IM(Possible) 8

64 27 6
                                    

Vote sebelum membaca dan comment setelah membaca.

Happy reading!

"Eh- Kevan? "

Vanya beruntung pagi ini, awal berjalan untuk masuk kelas malah bertemu Kevan. Tapi dia bukan orang yang peka terhadap kedepannya, jadi bertemu Kevan adalah hal yang biasa saja.

"Iya, gimana? Kemarin. "

Alis Vanya bertaut.
"Apanya yang gimana? "

Selalu! Selalu saja. Tak ada yang lucu menurut Vanya, tapi Kevan, pria itu selalu saja tersenyum dan tertawa dalam keadaan apapun.

Bukan seperti orang gila pada umumnya, yang tertawa sendiri tapi menakutkan. Tidak dengan Kevan, senyumnya, dan tawanya menjadi idola bagi Vanya.

"Saya udah bilang sama Kamu kemarin, semoga bahagia. Lalu, udah bahagia belum kemarin? "

"O--oh,"

Ternyata, kata-kata itu mempunyai dampak besar untuk hari ini.

"Yah, gitu deh. Bahagia banget, ditambah makan cokelat dari Lo. Manis banget ya? Beli dimana sih? Kayaknya Gue gak liat bungkusan cokelat itu deh di Kedai cokelat Opa Frankie, kemarin. "

Kevan kembali tertawa, tawa membahagiakan.

"Manis?  Iya, manisnya hampir mirip sama Kamu. "

Wohow..

Vanya diam, namun pipinya bereaksi. Ada sedikit noda merah disana, noda yang membuatnya bertambah, cute kalau kata orang.

"Jangan gitu Kev--"

"Kenapa? Takut didengar pacar Kamu ya? "

"Hah? "

Tak ingin berlama-lama ia mengiyakan saja. Lagipula, Kevan benar juga.

"Gue ke kelas ya. Guru pertama, Bu Mayang. Killer. "

Vanya berlalu, dengan terburu-buru. Tak mau jika, Bima, atau teman-temanya yang lain melihat kedekatannya dengan Kevan.

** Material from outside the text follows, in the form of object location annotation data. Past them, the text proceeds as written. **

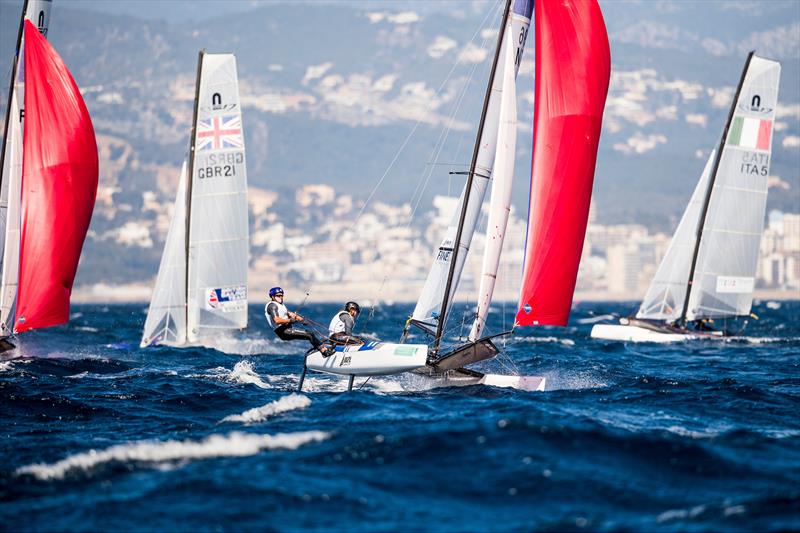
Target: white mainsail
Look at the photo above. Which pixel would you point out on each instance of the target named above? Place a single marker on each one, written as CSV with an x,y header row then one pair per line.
x,y
166,317
500,202
426,313
218,228
9,202
38,12
665,296
727,257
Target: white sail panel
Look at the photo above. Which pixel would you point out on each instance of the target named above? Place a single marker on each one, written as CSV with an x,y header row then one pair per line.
x,y
426,313
728,252
166,317
665,296
38,12
500,202
218,235
9,212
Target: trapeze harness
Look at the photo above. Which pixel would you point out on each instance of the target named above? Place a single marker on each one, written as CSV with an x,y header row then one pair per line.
x,y
285,331
341,329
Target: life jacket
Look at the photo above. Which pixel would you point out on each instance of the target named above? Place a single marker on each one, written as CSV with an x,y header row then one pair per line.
x,y
337,325
282,312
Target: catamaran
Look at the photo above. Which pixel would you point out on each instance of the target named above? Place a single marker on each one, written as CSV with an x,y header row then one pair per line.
x,y
49,182
201,286
708,271
572,76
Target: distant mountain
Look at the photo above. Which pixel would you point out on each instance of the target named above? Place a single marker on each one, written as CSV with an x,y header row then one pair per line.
x,y
331,90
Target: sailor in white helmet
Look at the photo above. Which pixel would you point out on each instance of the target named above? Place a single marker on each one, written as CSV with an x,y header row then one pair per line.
x,y
281,319
341,326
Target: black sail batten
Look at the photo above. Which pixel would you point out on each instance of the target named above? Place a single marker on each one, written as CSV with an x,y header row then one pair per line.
x,y
190,178
11,90
707,200
470,178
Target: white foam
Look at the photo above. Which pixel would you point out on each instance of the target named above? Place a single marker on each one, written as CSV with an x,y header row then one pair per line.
x,y
258,414
761,340
235,444
595,319
233,344
242,372
565,342
573,381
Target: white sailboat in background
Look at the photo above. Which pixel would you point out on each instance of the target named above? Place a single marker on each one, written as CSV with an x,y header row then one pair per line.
x,y
709,269
572,76
201,287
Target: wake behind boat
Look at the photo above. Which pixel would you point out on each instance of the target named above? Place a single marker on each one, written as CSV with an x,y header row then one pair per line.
x,y
708,272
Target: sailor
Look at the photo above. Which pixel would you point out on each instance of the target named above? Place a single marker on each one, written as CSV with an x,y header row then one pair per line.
x,y
341,326
281,319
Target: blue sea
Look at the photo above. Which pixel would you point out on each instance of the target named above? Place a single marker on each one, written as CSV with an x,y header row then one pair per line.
x,y
99,435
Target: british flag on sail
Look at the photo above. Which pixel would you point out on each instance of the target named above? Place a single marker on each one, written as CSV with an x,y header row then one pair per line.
x,y
219,133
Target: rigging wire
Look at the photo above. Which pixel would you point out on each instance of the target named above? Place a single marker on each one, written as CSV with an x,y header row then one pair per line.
x,y
408,138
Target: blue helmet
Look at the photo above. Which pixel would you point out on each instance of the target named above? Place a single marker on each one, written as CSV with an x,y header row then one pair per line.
x,y
275,291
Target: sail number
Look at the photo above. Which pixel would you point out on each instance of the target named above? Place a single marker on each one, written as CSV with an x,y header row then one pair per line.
x,y
219,165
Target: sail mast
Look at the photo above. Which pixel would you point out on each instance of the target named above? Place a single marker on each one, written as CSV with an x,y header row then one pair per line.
x,y
707,200
190,177
470,178
11,88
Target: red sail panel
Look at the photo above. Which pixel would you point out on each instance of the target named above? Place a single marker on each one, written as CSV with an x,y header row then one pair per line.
x,y
573,65
59,185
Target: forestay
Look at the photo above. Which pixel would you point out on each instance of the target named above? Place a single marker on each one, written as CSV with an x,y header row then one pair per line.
x,y
9,201
429,306
500,202
37,11
665,296
166,317
218,230
728,253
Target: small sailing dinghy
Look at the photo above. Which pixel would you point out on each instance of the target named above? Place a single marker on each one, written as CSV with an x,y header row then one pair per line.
x,y
201,287
49,183
572,75
709,269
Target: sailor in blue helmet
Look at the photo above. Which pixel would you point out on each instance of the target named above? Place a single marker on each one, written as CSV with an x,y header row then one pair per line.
x,y
341,326
281,319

Kelas yang diajar oleh Bu Mayang tampak hening. Guru yang memiliki wajah cantik itu sebenarnya baik, hanya saja, banyak sebagian murid yang selalu bolos pelajarannya karena hanya membuat bosan, begitu presepsi mereka. Hal itu membuat Bu Mayang, mau tak mau harus berlaku kejam sendiri.

"Van," panggil Gendis pelan, takut-takut Bu Mayang mendengarnya.

"Hmm.. "

"Lo udah tau belum? Masalah Cayla, "

Vanya menoleh,
"Kenapa, Cayla? "

"Denger-denger, " sejenak Gendis melirik Bu Mayang, yang sedang mengutak-atik ponsel. Merasa cukup aman Gendis kembali menatap Vanya yang serius menyalin tulisan di papan tulis.

"Dia, mau keluar dari dance, "

"Hah? Kenapa? "

Gendis mengangkat kedua bahunya pertanda tak tahu.

"Denger-denger lagi, Dia kesel sama Lo, karena Lo suka ngatur-ngatur, gitu deh, Gue gak tahu pasti. "

Vanya diam, gerakan menulisnya terhenti. Jika benar apa yang dikatakan Gendis, pasti itu akan membuat semuanya runyam.

Cuma Zivana yang bisa bantu Gue bertahan. Batinnya berkata.

Ia tak paham, bukan hanya Zivana yang ia butuhkan. Tapi sosok pengertian yang selalu memiliki seribu cara untuk nembuat dirinya bahagia.